Capitalists are seeking to profit off of the lie that your individual decisions can help save the planet from their relentless profit seeking behavior. Don't believe them. They just end up selling their carbon credits giving another company the greenlight to pollute even more, canceling out any benefit they might be able to claim.

[–] dpkonofa@lemmy.world 1 points 1 year ago* (last edited 1 year ago) (1 children)

The article I posted from MIT in my other comment makes the claim that what you’re saying is not true. They have similar longevity, without the waste of oil changes and other additional carbon emissions, and the majority of ecological damage comes from charging infrastructure which can be made completely green. Additionally, Lithium can be recaptured and companies like Sigma Resources are finding ways to make the sourcing and recapture even more sustainable. Unless oil-based power sources can get better while simultaneously outpacing the current growth of renewable energy forms, I think your statement can’t possibly be true.

[–] BreakDecks@lemmy.ml 0 points 1 year ago (1 children)

Look, if you think that replacing gas cars with another kind of car is going to save the planet, you've lost the plot. Less than 10% of carbon emissions come from personal vehicles, and electrification doesn't offer significant relief.

If you want to pretend that carbon credits don't exist, you can do that, but they do exist and "eco-friendly" companies just sell them for profit so that someone else can pollute on their behalf.

If electric cars offer any benefit at all, it is basically irrelevant because carbon emissions aren't going down, and carbon credits literally cancel out the good. Those carbon credits are badly over-allocated to EV companies, because those companies overstate their impact, so its likely they are just making things worse.

Elon Musk isn't going to save you.

[–] dpkonofa@lemmy.world 1 points 1 year ago

That’s a short-sighted way to look at it. Less than 10% might come from personal vehicles but 31% comes from commercial transportation which can also be electrified. On top of that, 37% of remaining emissions come from generating energy and electricity from fossil fuels. As more of those sources become alternative sources like wind, water, solar, etc., electric vehicles (including commercial vehicles) take a huge chunk of emissions and dirty forms of energy away.
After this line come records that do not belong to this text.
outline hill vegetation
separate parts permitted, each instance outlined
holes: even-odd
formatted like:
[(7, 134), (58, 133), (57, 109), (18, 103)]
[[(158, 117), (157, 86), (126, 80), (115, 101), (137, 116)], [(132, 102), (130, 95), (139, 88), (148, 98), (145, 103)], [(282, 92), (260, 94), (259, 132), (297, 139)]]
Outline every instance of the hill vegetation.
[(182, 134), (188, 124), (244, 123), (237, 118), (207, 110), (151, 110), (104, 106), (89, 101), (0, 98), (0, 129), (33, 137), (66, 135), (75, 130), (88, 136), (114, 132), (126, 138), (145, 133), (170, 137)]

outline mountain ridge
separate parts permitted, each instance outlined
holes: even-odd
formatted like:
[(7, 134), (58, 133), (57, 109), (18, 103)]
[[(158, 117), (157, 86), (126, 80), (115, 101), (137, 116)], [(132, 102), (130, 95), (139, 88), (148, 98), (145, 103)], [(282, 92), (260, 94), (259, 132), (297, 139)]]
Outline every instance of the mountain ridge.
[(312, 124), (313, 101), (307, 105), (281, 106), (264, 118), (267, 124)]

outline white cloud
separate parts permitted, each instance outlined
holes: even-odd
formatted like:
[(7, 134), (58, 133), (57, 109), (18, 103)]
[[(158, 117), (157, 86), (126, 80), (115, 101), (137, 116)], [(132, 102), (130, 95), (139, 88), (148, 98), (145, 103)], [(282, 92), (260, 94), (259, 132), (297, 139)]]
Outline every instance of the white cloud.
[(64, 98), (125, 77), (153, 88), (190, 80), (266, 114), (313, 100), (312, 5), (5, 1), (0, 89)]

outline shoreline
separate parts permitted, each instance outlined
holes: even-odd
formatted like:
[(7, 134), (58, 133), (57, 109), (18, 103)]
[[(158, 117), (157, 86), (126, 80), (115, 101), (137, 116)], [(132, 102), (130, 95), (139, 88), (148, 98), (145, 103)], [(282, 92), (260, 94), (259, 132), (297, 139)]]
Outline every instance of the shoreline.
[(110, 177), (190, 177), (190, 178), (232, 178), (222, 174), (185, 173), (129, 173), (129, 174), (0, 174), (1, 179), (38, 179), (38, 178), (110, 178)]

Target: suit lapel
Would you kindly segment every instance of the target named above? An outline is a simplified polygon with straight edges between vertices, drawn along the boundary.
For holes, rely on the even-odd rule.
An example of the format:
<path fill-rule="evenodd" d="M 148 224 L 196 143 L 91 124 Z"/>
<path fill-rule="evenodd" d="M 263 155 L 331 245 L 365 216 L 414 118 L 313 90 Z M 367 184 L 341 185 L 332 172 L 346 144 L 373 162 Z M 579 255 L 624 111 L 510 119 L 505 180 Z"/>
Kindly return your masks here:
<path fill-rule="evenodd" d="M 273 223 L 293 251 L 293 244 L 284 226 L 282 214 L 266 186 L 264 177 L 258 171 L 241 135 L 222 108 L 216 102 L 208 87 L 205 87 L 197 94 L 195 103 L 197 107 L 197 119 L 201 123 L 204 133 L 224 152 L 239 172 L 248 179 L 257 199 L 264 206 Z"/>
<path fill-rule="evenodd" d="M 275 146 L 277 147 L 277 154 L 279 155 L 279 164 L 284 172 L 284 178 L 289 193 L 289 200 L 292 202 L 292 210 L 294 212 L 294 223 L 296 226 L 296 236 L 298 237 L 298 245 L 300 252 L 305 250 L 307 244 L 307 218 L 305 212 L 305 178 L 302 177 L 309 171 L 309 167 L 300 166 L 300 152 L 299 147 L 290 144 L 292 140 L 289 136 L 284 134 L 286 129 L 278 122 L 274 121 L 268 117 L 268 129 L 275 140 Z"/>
http://climatechange.chicago.gov/ghgemissions/overview-greenhouse-gases

We don’t need carbon credits. We need clean sources of energy that are sustainable. If we were really desperate, we could come up with nuclear sources but that would need more public support and is rife with bad waste.

No one said anything about Elon. But you’re wrong about electric cars.

[–] AFaithfulNihilist@lemmy.world -2 points 1 year ago (3 children)

The energy cost to build the car in the first place will never be offset by the usage it will see. You personally might be saving on fuel costs but the energy it costs to refine and build those things taken together with the opportunity cost of what doesn't get built because of the limited supply of resources needed to make those batteries and the whole thing becomes much more of a gray area.

Electric cars aren't here to save the planet they're here to save the car industry.

[–] dpkonofa@lemmy.world 4 points 1 year ago

But that’s only the case because of the electricity used to create those components. Using green sources like solar power and wind energy would turn that to 0. Some of that is already offset by those sources today and the gap between electric and gas production is only an 11% difference.

https://climate.mit.edu/ask-mit/are-electric-vehicles-definitely-better-climate-gas-powered-cars

[–] dpkonofa@lemmy.world 2 points 1 year ago

But that’s only the case because of the electricity used to create those components. Using green sources like solar power and wind energy would turn that to 0. Some of that is already offset by those sources today and the gap between electric and gas production is only an 11% difference.

https://climate.mit.edu/ask-mit/are-electric-vehicles-definitely-better-climate-gas-powered-cars

[–] nomecks@lemmy.world 2 points 1 year ago

My diesel truck takes three years to turn over the carbon emissions that it took to make my EV.

[–] JustMy2c@lemm.ee 1 points 1 year ago

With that prices, the fuel has been paid for when you purchase one.